= Sierra Leone hotspot =

Proposed hotspot in the Atlantic Ocean

Sierra Leone hotspot is a proposed hotspot in the Atlantic Ocean.

The existence of this hotspot has been inferred from the Sierra Leone Rise and the Ceara Rise in the Atlantic Ocean, two submarine topographic features around the 5th parallel north. They formed as a single oceanic plateau that was subsequently split by the Mid-Atlantic Ridge during the Jurassic and Cretaceous (Aptian).

According to the proposal by Basile et al. 2020, the Sierra Leone hotspot 201 million years ago was at the centre of the Central Atlantic Magmatic Province, north of the Blake Plateau off North America. The hotspot 180–170 million years ago formed a first oceanic plateau that was subsequently split by the Mid-Atlantic Ridge around 100 million years ago, forming the Demerara Plateau and Guinea Rise. Between 90 and 70 million years ago the hotspot was under the African Plate, forming the northern Bathymetrists Seamounts. The Mid-Atlantic Ridge eventually reached the hotspot, resulting 82–55 million years ago in the formation of a second oceanic plateau which was again split by the Mid-Atlantic Ridge to form the Ceara Rise and Sierra Leone Rise. Since then, the Sierra Leone hotspot would have been again located on the African Plate, now generating the southern group of the Bathymetrists Seamounts. 10 million years ago it generated the Knipovich seamount.

The hotspot is currently located about 100 km west of Knipovich seamount; it is presently inactive. According to an alternative proposal by Long et al. 2020, the hotspot would now be centered on above a seismic velocity anomaly in the mantle and in a cluster of seamounts. A final proposal in 2026 was that there is no mantle plume, just a mantle domain that produces unusually high quantities of melt at the Mid-Atlantic Ridge.
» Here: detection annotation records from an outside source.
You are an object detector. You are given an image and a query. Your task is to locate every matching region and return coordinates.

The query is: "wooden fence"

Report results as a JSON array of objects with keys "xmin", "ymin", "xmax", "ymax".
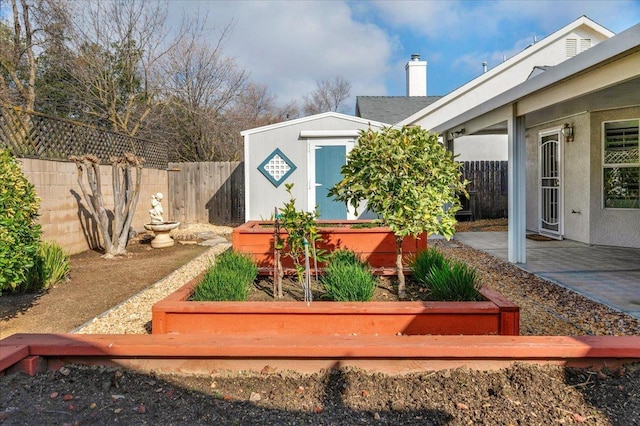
[
  {"xmin": 168, "ymin": 162, "xmax": 244, "ymax": 225},
  {"xmin": 0, "ymin": 105, "xmax": 168, "ymax": 169},
  {"xmin": 463, "ymin": 161, "xmax": 508, "ymax": 220}
]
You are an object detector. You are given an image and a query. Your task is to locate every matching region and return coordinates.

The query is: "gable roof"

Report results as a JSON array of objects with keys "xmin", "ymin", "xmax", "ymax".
[
  {"xmin": 240, "ymin": 111, "xmax": 385, "ymax": 136},
  {"xmin": 356, "ymin": 96, "xmax": 442, "ymax": 124},
  {"xmin": 434, "ymin": 24, "xmax": 640, "ymax": 132},
  {"xmin": 398, "ymin": 16, "xmax": 615, "ymax": 129}
]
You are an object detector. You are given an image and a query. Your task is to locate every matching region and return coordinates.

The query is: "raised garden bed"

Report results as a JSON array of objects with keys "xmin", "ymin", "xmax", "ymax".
[
  {"xmin": 152, "ymin": 279, "xmax": 520, "ymax": 336},
  {"xmin": 232, "ymin": 220, "xmax": 427, "ymax": 275}
]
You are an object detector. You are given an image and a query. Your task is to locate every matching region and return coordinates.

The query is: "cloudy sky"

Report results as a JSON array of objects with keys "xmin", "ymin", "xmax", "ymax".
[{"xmin": 169, "ymin": 0, "xmax": 640, "ymax": 112}]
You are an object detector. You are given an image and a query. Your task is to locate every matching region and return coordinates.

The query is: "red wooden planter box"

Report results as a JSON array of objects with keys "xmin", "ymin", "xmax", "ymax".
[
  {"xmin": 152, "ymin": 279, "xmax": 520, "ymax": 336},
  {"xmin": 232, "ymin": 220, "xmax": 427, "ymax": 274}
]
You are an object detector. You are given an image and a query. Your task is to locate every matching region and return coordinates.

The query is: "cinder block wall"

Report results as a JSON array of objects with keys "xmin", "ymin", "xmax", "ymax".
[{"xmin": 19, "ymin": 158, "xmax": 171, "ymax": 254}]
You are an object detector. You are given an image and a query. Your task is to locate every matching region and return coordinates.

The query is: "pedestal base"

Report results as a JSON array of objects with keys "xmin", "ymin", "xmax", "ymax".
[
  {"xmin": 151, "ymin": 231, "xmax": 175, "ymax": 248},
  {"xmin": 144, "ymin": 222, "xmax": 180, "ymax": 248}
]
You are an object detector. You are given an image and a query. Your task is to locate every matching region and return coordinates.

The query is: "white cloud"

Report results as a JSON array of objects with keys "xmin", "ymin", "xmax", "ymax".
[{"xmin": 170, "ymin": 1, "xmax": 392, "ymax": 108}]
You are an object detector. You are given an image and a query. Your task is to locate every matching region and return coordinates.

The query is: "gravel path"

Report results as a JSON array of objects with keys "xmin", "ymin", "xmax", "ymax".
[{"xmin": 73, "ymin": 228, "xmax": 640, "ymax": 336}]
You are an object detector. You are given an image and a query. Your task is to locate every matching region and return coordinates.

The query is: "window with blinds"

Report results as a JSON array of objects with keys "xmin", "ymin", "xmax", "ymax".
[{"xmin": 602, "ymin": 120, "xmax": 640, "ymax": 209}]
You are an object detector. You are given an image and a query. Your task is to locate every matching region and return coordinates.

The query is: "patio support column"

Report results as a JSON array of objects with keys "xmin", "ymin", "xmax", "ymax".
[{"xmin": 507, "ymin": 104, "xmax": 527, "ymax": 263}]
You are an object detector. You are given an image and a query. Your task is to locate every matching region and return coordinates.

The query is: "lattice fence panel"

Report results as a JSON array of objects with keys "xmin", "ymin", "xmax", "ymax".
[{"xmin": 0, "ymin": 106, "xmax": 168, "ymax": 169}]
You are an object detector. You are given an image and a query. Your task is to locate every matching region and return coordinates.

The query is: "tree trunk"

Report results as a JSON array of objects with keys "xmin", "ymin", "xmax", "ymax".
[
  {"xmin": 71, "ymin": 153, "xmax": 144, "ymax": 258},
  {"xmin": 396, "ymin": 236, "xmax": 407, "ymax": 299}
]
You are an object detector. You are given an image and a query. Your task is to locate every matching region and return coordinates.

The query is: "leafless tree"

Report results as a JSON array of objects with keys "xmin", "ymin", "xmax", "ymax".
[
  {"xmin": 163, "ymin": 24, "xmax": 247, "ymax": 161},
  {"xmin": 0, "ymin": 0, "xmax": 69, "ymax": 111},
  {"xmin": 70, "ymin": 0, "xmax": 190, "ymax": 136},
  {"xmin": 303, "ymin": 76, "xmax": 351, "ymax": 115},
  {"xmin": 71, "ymin": 153, "xmax": 144, "ymax": 258}
]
Other structures influenced by the hotspot:
- The Bahamas may be a hotspot track of the Sierra Leone hotspot, which between 170 and 155 million years ago may have been active on the North American Plate.
- The east–west trending Bathymetrists Seamounts north of the Sierra Leone Rise. They were capped by carbonates during the mid-Eocene. Some of the northern seamounts however produce problems in plate tectonic reconstructions if they are correlated to the Sierra Leone hotspot.
- Syenites on the Îles de Los may be a product of the hotspot.
- Certain segments of the Mid-Atlantic Ridge may be influenced by the hotspot.
- Knipovich seamount rises to a depth of 600 m below sea level and has a 12 × 6 km summit.
- Plate motion changes during the Paleocene may have been driven by the torque from the Sierra Leone hotspot.